Self – Reflective Statement Field ExhibitionPosted: May 6, 2016
Throughout this project I feel I have grown and developed my own language within textiles. I have established a unique style using the techniques I felt to be the most successful throughout my three years studying Textiles, predominantly these skills have lied in stitch. During the previous live brief project with International Greetings, I worked with digital stitch using simple line drawings within my card designs. I found this to be a technique I had a personal connection and skill base in. Due to my success within this live brief project, I decided to continue using this technique for my final major project.
My final major project has been a personal investigation of my craft of textiles. I have used vintage items including vintage sewing machines, thread spools and thimbles to produce illustrative patterns. I also created designs using the marks found within hand embroidery stitches including French knots and cross stitch. I wanted to produce these specific designs in abstract ways so that the audience was not necessarily sure as to what the pattern had come from. My collection is made up of three families from the main focusses I built on during my sketchbook work. My families are sewing machine, haberdashery and knit and crochet. Within my collection, I used a variety of techniques to produce all of my designs to showcase the overall inspiration of the project, including digital stitch, hand dyeing, hand silk screen printing, digital printing processes using Photoshop and Illustrator and laser cutting. I felt it was important to incorporate a varied range of techniques due to the inspiration and theme of my collection.
My colour palette was an important way of relating to my client profile, I wanted my designs to be very feminine yet not too be overly Barbie-like. I have managed this within my designs by combining very cute pink colours with dark blue and greys. I feel these combinations worked very well. Though I did have to edit some colour combinations within my designs towards the end of the project to overcome some designs looking same-y, this was an issue I overcame with ease. I also experimented with using alternative colourways and found that this then changed the feel and potential use of the designs.
One thing I felt I have really improved on during this project is my sketchbook work, I have ensured that I completed a large body of sketchbook and technical work before going on to produce designs. I have always found that my favourite media to draw with is fine liners, however I have also stepped out of my comfort zone using a range of media including watercolours, gouache and combinations of different media. Using fine liners, I was able to create detailed line drawings which have been a style I have really enjoyed working with.

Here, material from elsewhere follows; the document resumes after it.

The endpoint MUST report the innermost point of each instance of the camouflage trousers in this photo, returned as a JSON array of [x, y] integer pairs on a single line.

This style of drawing lent itself well to my digital stitch work in that I was able to recreate the drawings using my use of lined stitch designs. I also used other techniques which I had only explored briefly throughout my time in university including using motif fills in different ways.
I knew that for this project I wanted to organise a lot of trips and visits to gain primary research. These trips included St.Fagans, The London Sewing Machine Museum and independent haberdashery and craft shops including The Makery in Bath and the haberdashery shop in my home town I have visited since I was a little girl, Sew Craft. This personal connection to parts of my research resonated with my personal theme. Textiles has been something I have enjoyed and bonded over with members of my family and my decision to study textiles at university has come from a close family bond and my parents constantly pushing me to do the things I want to do rather than what I feel I ‘should do.’
I took photos during my visits and created drawings and work from this photography. This meant that my drawings came from both primary and secondary research sources.I also completed research using journals and print books including Embroidery and Selvedge, I found that these were valuable sources for inspiration both visually and conceptually.
Due to my theme of craft and the handmade I decided to design for a craft room or study. I designed for stationery and craft products and showed this within my space using CADs and actual products which included a sewing box, pin cushions, a weekly planner, note books. My CADs also displayed my designs for electrical gadget accessories including phone cases, ipad sleeves and headphones. As well as showing my designs on 3 different product categories, stationery, craft room accessories and electrical gadget accessories I also believe that some of my designs could be used for fashion or interiors. Certain designs I believe could be used for kid’s pyjamas. This is a key concept for me, that my designs are versatile.
Part of my theme I wanted to display within this collection was the juxtaposition of two different ideologies held in society which I have become aware of during my research. In recent times, there has been an increase in popularity of the craft and the handmade, arguably due to programmes such as The Great British Sewing Bee, yet as a fast fashion society we also want things fast and we want things now, both made and delivered – I would argue that this could be due to services such as Amazon Prime. In my project I have tried to display this by taking visual inspiration from vintage items discussed earlier, yet I have produced the majority of my designs in very digital based ways including digital print and digital stitch. Not only does this display these two juxtaposing ideas but also displays the interest in old vs new, there is a new interest in using vintage items like record players over CD players which arguably provided better quality music, this could be due to the feeling of nostalgia and added charm. I have shown these ideas and concepts within my collection by combining the old and new. The final collection created therefore is a successful vintage themed collection with a modern twist.